他原本不肯把她牽扯進來的,他這輩子未必會比上一世活得輕松。可是,她如那魚兒一路跌跌撞撞地沖進了他的網裏,他左避右讓都沒有讓開。
他原本就對她執念極深,哪裏還招架得住呢?這一生,他再小心一些,必護住她便好。
“梅梅想看嗎?”
“不想!”姜嘉卉別過臉,不去看。
趙維桢一笑,松了外袍,又遮住了,“嗯”了一聲,捏着她的臉蛋兒,“等你長大了……我就不用這樣辛苦了!”
Advertisement
姜嘉卉不是很懂,趙維桢也只是點到為止,“我也是飲鸩止渴。”
姜嘉卉越發聽不懂,她也懶得去想,她自己發現了這個秘密,已是羞澀不已,鑽進趙維桢的懷裏,如鴕鳥一般,不肯把頭伸出來了。他懷裏,那種黏糊的東西散發出來的氣味格外濃,刺激得她也跟着渾身燥熱起來,好在她性子單純,并未令她難受。
兩人摟着站了一會兒,獵影拿來了衣褲,旁邊有一處小屋,趙維桢便領着她過去換衣服。
“我不進去!”
“梅梅不幫我更衣?”
“我又不是你的丫鬟。”
“我沒有丫鬟。我也不要丫鬟近我的身,我只想梅梅幫我!”
“不要!”
趙維桢笑着,将她往屋裏拉,将她圈在懷裏,低聲在她耳邊道,“梅梅不想知道它長什麽樣兒嗎?”
“不要!”姜嘉卉捂住自己的眼睛,驚得快要跳起來了,趙維桢見此,已是好笑,知不能逼得太急了,只好松開她,“等梅梅想看的時候再看!”

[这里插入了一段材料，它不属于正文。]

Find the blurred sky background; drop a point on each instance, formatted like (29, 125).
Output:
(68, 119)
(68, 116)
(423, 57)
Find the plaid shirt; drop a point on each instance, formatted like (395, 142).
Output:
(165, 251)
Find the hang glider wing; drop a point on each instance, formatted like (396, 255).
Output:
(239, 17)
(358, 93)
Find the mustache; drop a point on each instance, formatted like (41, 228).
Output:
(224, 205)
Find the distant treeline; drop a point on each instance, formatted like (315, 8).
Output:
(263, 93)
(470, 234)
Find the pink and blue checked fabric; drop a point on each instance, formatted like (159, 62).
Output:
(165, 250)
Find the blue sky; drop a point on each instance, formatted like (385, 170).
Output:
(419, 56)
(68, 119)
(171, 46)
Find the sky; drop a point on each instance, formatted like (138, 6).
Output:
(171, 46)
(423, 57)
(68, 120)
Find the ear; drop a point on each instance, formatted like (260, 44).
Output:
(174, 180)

待趙維桢換好了衣褲,二人重又攜手出來,有些東西似乎不一樣了。便是前世,他們好到了那種份上,因沒有這層關系,如今與之相比還是不一樣的。趙維桢知,并非是他因她釋放了這一次的緣故,而是因她是梅梅。
兩世為人,他身為皇子,他母妃,随月,皇後,還有其他的人,往他身邊塞的女人還少嗎?明裏的,暗裏的,還有現在這個所謂的未婚妻,這些女人們,他沒有一個看得上眼的。
八皇弟府上已經誕下了兩個庶子了,九皇弟府上倒是幹淨,可死了的金繡和銀繡早就服侍過他了。唯獨他從前是因為防着人,後來是對別的女人真提不起興致來。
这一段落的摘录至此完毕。